Self-Sorting vs Coassembly in Peptide Amphiphile Supramolecular Nanostructures.

The functionality of supramolecular nanostructures can be expanded if systems containing multiple components are designed to either self-sort or mix into coassemblies. This is critical to gain the ability to craft self-assembling materials that integrate functions, and our understanding of this process is in its early stages. In this work, we have utilized three different peptide amphiphiles with the capacity to form β-sheets within supramolecular nanostructures and found binary systems that self-sort and others that form coassemblies. This was measured using atomic force microscopy to reveal the nanoscale morphology of assemblies and confocal laser scanning microscopy to determine the distribution of fluorescently labeled monomers.

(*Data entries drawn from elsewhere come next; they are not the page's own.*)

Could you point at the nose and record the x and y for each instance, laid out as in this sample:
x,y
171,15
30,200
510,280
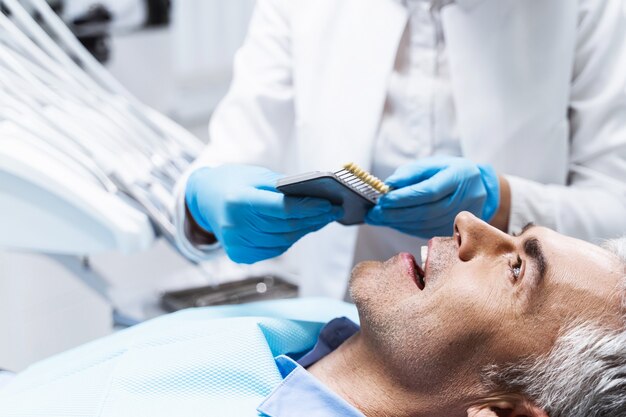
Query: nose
x,y
475,237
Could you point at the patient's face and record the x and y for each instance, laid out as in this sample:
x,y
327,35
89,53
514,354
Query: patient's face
x,y
488,298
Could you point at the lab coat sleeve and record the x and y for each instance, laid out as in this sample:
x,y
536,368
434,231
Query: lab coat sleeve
x,y
592,206
254,122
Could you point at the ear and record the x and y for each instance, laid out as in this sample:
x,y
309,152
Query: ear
x,y
506,408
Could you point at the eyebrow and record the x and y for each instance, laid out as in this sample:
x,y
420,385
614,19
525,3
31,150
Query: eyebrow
x,y
532,249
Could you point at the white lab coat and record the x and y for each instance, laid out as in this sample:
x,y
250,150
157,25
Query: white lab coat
x,y
539,90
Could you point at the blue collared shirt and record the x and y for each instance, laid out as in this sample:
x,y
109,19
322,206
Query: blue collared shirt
x,y
300,392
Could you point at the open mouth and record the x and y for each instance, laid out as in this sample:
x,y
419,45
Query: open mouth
x,y
414,270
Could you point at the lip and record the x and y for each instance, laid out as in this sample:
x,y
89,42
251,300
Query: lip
x,y
430,248
413,269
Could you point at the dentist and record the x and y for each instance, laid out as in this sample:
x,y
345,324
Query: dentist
x,y
512,110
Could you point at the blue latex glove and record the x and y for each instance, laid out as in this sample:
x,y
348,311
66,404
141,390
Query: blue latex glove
x,y
240,205
430,192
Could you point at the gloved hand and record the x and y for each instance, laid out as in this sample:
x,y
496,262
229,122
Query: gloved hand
x,y
240,205
430,192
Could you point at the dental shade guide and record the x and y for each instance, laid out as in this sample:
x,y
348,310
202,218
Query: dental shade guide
x,y
353,188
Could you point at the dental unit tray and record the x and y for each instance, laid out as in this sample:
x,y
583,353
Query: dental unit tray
x,y
353,188
261,288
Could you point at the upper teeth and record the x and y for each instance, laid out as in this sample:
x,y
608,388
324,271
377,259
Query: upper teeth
x,y
424,255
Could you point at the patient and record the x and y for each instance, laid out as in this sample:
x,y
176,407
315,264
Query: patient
x,y
496,326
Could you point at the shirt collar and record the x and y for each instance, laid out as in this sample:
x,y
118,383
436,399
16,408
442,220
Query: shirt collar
x,y
301,393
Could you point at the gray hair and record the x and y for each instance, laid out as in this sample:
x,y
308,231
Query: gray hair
x,y
584,375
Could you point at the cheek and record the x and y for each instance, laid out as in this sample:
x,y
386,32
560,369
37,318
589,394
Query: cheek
x,y
472,303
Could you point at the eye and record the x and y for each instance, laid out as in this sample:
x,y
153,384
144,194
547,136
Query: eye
x,y
515,269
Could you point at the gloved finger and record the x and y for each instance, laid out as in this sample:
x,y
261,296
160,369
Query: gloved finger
x,y
417,171
280,206
273,225
433,189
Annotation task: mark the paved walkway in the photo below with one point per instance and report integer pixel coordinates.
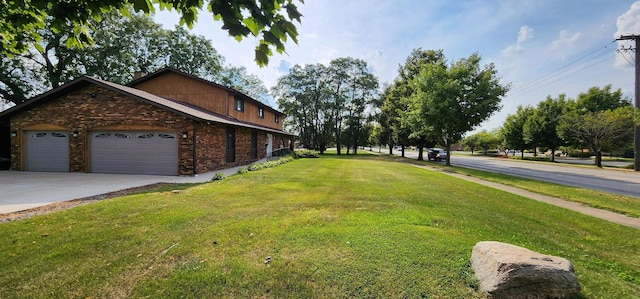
(598, 213)
(23, 190)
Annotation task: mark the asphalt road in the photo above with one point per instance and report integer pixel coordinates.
(612, 181)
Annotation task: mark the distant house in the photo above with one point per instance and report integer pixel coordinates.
(164, 123)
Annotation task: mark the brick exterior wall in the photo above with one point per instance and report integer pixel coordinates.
(96, 108)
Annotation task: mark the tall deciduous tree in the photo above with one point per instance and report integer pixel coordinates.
(454, 99)
(123, 45)
(600, 119)
(512, 131)
(270, 21)
(402, 123)
(540, 129)
(304, 96)
(352, 88)
(603, 130)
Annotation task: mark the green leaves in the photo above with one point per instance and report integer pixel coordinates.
(268, 20)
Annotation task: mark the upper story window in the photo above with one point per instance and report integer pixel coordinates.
(239, 104)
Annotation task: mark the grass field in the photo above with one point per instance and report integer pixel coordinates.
(358, 226)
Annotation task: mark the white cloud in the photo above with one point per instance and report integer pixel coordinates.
(628, 23)
(525, 33)
(565, 44)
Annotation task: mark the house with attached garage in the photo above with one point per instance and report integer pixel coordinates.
(163, 123)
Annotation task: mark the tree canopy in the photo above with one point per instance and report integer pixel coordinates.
(329, 104)
(454, 99)
(124, 44)
(270, 21)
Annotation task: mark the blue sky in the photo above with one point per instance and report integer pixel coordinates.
(540, 47)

We discovered that PA assemblies with opposite supramolecular chirality self-sorted into chemically distinct nanostructures. In contrast, the PA molecules that formed a mixture of right-handed, left-handed, and flat nanostructures on their own were able to coassemble with the other PA molecules. We attribute this phenomenon to the energy barrier associated with changing the handedness of a β-sheet twist in a coassembly of two different PA molecules. This observation could be useful for designing biomolecular nanostructures with dual bioactivity or interpenetrating networks of PA supramolecular assemblies.